Tim Martin

Personal information
- Date of birth: April 12, 1967 (age 59)
- Place of birth: San Jose, California, U.S.
- Height: 5 ft 11 in (1.80 m)
- Position: Defender

College career
- Years: Team / Apps / (Gls)
- 1986: California Golden Bears
- 1987–1989: Fresno State Bulldogs

Senior career*
- Years: Team / Apps / (Gls)
- 1987: San Jose Earthquakes
- 1989–1992: San Francisco Bay Blackhawks
- 1992–1993: Milwaukee Wave (indoor) / 7 / (1)
- 1993: San Jose Hawks
- 1994: San Francsico Greek-Americans
- 1994: Fort Lauderdale Strikers
- 1995: Atlanta Ruckus
- 1996–1998: San Jose Clash / 83 / (1)
- 1999: Colorado Rapids / 19 / (0)
- 1999: → MLS Pro 40 (loan) / 4 / (0)
- 2000: Bay Area Seals / 22 / (0)

International career
- 1993–1996: United States / 2 / (0)

Managerial career
- 2001–2003: Cañada Colts
- 2004–2007: Santa Clara Broncos (assistant)

= Tim Martin (soccer) =

American soccer player (born 1967)

Tim Martin (born April 12, 1967) is an American former soccer defender. Over his twelve-year professional career, he played with numerous teams in six leagues, winning the 1994 U.S. Open Cup with the San Francisco Greek-Americans and the 1991 American Professional Soccer League title with the San Francisco Bay Blackhawks. He also earned two caps with the U.S. national team. Since retiring from playing in 2000, he has become a college and youth soccer coach.

==Playing career==

===Youth===
Martin began his college career at UC Berkeley in 1986. However, he transferred to Fresno State where he would go on to play three season (1987–1989) for the Bulldogs. During those three seasons, Martin captained the team and earned honors as the 1989 Big West player of the year, made Big West and Far West Regional First Teams. In 1989, he was also selected as an NCAA First Team All-American. He finished his career at Fresno State with 25 assists.^{ }

===Club===
In 1987, Martin spent the collegiate off season with the San Jose Earthquakes. He was First Team All League that season. In 1989, Martin signed with the San Francisco Bay Blackhawks of the Western Soccer Alliance (WSA) as a midfielder. In 1990, the WSA merged with the American Soccer League to form the American Professional Soccer League (APSL). Martin continued to play with the Blackhawks through the 1992 season when he saw time in only one game for as the team ran to an 8–8 record.^{} At the end of the season, the team's owner moved the Blackhawks to the lower division USISL and renamed the team the San Jose Hawks. Martin spent the 1993 USISL season with the Hawks, but the team folded at the end of the season. He then moved to the semi-pro San Francisco Greek-Americans. Martin and the Greek-Americans won the 1994 U.S. Open Cup. In the fall of 1994, Martin played with the Fort Lauderdale Strikers of the APSL.^{}
In 1995, Martin joined the Atlanta Ruckus of the A-League where he was voted to the USISL All-Star team.
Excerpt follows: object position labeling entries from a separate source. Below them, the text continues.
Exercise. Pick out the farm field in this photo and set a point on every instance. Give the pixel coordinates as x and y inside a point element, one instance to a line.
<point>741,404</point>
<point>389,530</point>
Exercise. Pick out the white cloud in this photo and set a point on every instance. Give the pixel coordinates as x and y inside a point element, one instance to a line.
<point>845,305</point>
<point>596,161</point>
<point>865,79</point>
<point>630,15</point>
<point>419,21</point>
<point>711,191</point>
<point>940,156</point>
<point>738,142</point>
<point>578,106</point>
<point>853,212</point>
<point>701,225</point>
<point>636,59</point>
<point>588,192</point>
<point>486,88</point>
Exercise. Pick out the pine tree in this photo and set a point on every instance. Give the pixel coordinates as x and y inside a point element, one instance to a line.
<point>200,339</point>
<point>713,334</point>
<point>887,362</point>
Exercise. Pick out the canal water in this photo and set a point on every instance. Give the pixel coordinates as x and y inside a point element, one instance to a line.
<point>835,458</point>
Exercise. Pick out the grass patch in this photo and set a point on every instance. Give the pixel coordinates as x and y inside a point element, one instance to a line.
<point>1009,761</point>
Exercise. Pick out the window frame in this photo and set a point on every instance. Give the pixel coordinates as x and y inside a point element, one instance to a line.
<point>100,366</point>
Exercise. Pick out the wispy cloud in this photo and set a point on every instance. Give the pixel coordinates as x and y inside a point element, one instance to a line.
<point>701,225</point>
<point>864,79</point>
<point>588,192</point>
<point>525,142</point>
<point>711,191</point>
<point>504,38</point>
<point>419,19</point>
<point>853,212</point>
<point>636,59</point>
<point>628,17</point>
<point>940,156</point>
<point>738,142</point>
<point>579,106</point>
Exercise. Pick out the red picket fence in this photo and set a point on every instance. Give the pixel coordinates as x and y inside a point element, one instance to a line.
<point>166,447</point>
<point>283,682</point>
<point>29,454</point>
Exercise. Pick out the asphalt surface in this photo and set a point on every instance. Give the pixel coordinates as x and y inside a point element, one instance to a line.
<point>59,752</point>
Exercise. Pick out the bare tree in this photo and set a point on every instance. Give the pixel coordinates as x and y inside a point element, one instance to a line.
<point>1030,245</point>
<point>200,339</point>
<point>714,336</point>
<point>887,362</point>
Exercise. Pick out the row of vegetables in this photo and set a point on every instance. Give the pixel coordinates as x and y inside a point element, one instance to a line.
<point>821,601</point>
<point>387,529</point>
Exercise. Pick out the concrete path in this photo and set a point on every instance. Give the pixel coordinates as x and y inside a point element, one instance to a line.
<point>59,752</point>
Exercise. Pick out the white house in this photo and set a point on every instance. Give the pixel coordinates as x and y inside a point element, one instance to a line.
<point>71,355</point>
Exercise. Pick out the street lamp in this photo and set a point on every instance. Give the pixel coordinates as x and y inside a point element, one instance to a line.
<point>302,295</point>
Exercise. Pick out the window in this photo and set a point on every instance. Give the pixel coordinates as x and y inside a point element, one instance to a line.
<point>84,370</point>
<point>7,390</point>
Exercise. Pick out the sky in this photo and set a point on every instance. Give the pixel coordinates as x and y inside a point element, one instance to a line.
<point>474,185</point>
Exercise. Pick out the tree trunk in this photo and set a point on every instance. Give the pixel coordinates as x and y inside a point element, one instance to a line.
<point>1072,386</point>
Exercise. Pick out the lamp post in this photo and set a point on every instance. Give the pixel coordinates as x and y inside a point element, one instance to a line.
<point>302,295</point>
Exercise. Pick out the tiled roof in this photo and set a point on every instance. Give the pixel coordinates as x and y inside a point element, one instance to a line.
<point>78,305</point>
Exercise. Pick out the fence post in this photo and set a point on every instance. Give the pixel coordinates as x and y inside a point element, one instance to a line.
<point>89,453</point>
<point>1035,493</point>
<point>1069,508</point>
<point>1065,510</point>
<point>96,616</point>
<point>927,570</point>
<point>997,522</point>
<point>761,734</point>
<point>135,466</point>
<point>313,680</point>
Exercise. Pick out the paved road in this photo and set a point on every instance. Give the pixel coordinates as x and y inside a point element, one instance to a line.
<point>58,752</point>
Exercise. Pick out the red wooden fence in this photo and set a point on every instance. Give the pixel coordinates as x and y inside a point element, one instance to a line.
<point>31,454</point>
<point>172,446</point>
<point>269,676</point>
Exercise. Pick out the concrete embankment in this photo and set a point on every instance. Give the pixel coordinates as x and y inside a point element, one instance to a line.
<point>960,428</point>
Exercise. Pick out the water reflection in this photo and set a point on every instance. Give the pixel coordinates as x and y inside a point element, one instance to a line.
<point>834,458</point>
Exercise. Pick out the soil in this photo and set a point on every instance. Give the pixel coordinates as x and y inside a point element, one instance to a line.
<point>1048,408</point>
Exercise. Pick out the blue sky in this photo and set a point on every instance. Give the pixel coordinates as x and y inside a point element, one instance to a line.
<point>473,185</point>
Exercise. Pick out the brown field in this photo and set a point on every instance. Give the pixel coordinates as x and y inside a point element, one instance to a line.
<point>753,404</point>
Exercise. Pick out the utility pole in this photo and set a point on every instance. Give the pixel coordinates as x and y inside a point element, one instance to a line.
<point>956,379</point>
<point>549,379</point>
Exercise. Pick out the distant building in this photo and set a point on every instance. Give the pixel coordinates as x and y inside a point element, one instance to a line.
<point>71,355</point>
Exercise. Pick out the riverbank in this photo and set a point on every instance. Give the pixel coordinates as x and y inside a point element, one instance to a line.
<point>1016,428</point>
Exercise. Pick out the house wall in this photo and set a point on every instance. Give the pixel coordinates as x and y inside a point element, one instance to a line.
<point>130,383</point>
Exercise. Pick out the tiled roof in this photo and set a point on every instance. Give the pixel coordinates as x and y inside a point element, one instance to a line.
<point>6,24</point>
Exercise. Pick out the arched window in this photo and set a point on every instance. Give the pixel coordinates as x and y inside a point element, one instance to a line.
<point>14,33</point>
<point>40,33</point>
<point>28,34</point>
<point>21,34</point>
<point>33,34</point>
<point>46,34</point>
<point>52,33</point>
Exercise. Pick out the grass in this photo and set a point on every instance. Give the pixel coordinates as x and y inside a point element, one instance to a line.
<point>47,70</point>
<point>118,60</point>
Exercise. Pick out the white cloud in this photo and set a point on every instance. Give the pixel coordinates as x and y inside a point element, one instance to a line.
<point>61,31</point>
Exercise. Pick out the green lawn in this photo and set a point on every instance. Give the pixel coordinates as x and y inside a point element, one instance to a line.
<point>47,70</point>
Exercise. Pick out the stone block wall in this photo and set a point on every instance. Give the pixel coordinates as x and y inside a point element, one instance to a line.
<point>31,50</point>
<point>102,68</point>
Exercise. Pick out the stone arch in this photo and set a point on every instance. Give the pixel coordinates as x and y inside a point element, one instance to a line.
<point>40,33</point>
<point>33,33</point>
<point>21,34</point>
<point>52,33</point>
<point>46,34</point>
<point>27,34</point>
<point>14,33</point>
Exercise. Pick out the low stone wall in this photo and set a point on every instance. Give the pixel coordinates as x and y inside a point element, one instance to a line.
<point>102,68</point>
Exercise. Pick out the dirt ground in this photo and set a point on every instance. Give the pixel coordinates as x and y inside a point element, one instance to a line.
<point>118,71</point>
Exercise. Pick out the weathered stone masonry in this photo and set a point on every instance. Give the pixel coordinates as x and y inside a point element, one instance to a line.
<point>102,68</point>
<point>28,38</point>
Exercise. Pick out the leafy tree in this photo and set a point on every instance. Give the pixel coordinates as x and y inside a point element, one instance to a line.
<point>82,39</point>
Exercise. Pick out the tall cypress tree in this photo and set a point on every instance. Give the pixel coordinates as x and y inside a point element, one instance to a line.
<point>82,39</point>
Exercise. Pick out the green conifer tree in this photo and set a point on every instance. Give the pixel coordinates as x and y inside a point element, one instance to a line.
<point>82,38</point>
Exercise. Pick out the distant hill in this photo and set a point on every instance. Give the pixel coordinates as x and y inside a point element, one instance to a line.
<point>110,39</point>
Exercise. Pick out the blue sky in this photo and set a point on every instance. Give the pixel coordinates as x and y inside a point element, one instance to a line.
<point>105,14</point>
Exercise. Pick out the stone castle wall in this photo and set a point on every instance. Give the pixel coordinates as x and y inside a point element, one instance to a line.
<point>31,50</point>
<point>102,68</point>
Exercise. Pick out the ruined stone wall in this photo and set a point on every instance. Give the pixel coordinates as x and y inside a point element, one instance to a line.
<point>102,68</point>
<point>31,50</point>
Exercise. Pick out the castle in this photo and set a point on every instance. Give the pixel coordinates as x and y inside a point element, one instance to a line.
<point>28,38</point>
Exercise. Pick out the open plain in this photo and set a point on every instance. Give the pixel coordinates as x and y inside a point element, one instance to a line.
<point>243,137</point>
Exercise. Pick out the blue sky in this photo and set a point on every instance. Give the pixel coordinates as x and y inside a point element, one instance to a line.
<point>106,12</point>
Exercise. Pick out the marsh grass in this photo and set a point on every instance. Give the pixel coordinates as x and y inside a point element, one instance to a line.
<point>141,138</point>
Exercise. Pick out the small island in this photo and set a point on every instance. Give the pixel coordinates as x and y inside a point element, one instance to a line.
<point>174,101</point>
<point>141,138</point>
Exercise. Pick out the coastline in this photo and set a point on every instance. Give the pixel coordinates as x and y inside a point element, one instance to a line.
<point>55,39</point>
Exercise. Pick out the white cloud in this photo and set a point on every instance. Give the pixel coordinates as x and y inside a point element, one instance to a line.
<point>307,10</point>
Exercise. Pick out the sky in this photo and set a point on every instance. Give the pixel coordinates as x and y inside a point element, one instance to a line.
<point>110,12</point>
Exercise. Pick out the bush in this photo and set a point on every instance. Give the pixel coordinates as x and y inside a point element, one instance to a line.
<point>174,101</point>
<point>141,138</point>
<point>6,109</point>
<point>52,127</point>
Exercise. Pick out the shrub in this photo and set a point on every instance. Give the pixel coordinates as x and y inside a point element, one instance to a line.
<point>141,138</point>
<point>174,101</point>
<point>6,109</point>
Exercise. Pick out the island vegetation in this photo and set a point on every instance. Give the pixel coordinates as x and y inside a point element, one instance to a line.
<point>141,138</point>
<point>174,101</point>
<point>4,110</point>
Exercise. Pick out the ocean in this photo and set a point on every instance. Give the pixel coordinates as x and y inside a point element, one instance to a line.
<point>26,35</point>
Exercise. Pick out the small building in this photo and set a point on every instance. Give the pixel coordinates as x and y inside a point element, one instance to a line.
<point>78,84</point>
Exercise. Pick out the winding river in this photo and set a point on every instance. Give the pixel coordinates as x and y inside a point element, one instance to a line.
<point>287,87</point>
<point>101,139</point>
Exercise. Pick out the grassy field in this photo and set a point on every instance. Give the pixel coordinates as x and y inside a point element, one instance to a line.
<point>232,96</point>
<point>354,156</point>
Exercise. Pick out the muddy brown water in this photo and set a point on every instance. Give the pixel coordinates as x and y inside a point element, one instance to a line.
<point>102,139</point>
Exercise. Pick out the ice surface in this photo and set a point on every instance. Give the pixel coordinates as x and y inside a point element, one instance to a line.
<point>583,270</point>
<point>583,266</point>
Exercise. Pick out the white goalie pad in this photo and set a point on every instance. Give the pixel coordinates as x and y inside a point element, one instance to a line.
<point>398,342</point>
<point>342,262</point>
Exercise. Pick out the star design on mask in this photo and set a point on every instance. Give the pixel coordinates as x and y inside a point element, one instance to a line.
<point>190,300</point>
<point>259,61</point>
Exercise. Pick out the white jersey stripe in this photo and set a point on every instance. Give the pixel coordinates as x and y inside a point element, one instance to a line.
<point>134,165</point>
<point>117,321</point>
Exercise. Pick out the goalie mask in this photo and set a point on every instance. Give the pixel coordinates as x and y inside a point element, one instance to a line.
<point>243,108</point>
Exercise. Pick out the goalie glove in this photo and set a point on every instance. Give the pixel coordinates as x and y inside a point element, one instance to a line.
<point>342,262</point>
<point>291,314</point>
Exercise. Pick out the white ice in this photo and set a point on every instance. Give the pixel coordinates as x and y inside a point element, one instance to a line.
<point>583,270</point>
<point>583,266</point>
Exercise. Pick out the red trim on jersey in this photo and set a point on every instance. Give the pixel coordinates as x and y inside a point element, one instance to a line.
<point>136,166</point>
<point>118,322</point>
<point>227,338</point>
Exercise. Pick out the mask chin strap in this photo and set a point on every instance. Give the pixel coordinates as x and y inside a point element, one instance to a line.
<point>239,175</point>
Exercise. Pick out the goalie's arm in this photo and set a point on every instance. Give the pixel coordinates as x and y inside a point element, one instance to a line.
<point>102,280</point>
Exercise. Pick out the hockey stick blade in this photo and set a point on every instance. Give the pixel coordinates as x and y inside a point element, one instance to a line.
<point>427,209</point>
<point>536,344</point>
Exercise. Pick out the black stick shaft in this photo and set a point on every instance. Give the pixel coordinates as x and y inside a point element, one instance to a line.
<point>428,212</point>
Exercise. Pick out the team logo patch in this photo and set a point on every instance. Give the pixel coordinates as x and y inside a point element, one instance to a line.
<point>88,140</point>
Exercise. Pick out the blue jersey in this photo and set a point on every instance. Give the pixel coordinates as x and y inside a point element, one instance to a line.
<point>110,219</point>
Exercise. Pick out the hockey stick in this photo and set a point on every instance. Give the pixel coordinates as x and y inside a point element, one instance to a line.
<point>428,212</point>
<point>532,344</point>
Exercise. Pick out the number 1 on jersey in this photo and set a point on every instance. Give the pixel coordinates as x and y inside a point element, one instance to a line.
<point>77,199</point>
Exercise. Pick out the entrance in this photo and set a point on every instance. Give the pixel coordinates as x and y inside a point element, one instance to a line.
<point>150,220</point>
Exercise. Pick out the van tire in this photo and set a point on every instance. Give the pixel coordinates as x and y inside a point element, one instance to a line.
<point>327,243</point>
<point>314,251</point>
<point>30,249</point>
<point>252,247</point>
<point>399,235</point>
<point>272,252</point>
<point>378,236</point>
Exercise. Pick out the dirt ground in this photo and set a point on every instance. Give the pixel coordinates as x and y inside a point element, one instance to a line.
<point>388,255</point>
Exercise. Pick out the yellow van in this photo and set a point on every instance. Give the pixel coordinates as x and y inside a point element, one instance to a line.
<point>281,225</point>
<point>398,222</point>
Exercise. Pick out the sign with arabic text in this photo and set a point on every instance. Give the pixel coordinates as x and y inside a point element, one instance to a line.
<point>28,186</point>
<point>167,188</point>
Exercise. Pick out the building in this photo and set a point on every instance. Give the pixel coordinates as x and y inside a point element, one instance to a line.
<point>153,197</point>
In February 1996, the San Jose Clash selected Martin in the third round (twenty-eight overall) in the league's Inaugural Player Draft. He spent three seasons with the Clash before being released at the end of the 1998 season. In 1996, the Clash named Martin the team's Defender of the Year. In February 1999, the Colorado Rapids selected Martin in the third round (thirty-second overall) of the 1999 MLS Supplemental Draft. He spent the 1999 season in Colorado as the Rapids went to the MLS quarterfinals as well as the U.S. Open Cup championship game. Martin retired from the Rapids on February 22, 2000.^{}

Following his retirement from MLS, Martin signed with the A-League Bay Area Seals for the 2000 season. He was named the USL Defender of the Year for 2000, then retired permanently.^{}

===International===
Martin earned two caps with the U.S. National Team. His first game with the national team came on November 14, 1993, in an 8–1 win over the Cayman Islands. Martin was a halftime substitute for Jeff Agoos.^{} His second cap came three years later in the infamous October 16, 1996 defeat to Peru.^{} For that game, the United States Soccer Federation was forced to field a team of fringe players after the national team went on strike just prior to the game.

==Coaching career==
Since retiring from playing professionally, Martin lives in the Bay Area where he co-founded USA Seventeen Academy, a youth soccer academy. In 2001, Cañada College hired Martin as the school's soccer coach. Martin was later hired by Santa Clara Sporting as coaching director and released for actions not disclosed by Sporting. In 2004, he moved to Santa Clara University where he is an assistant coach to the men's soccer team.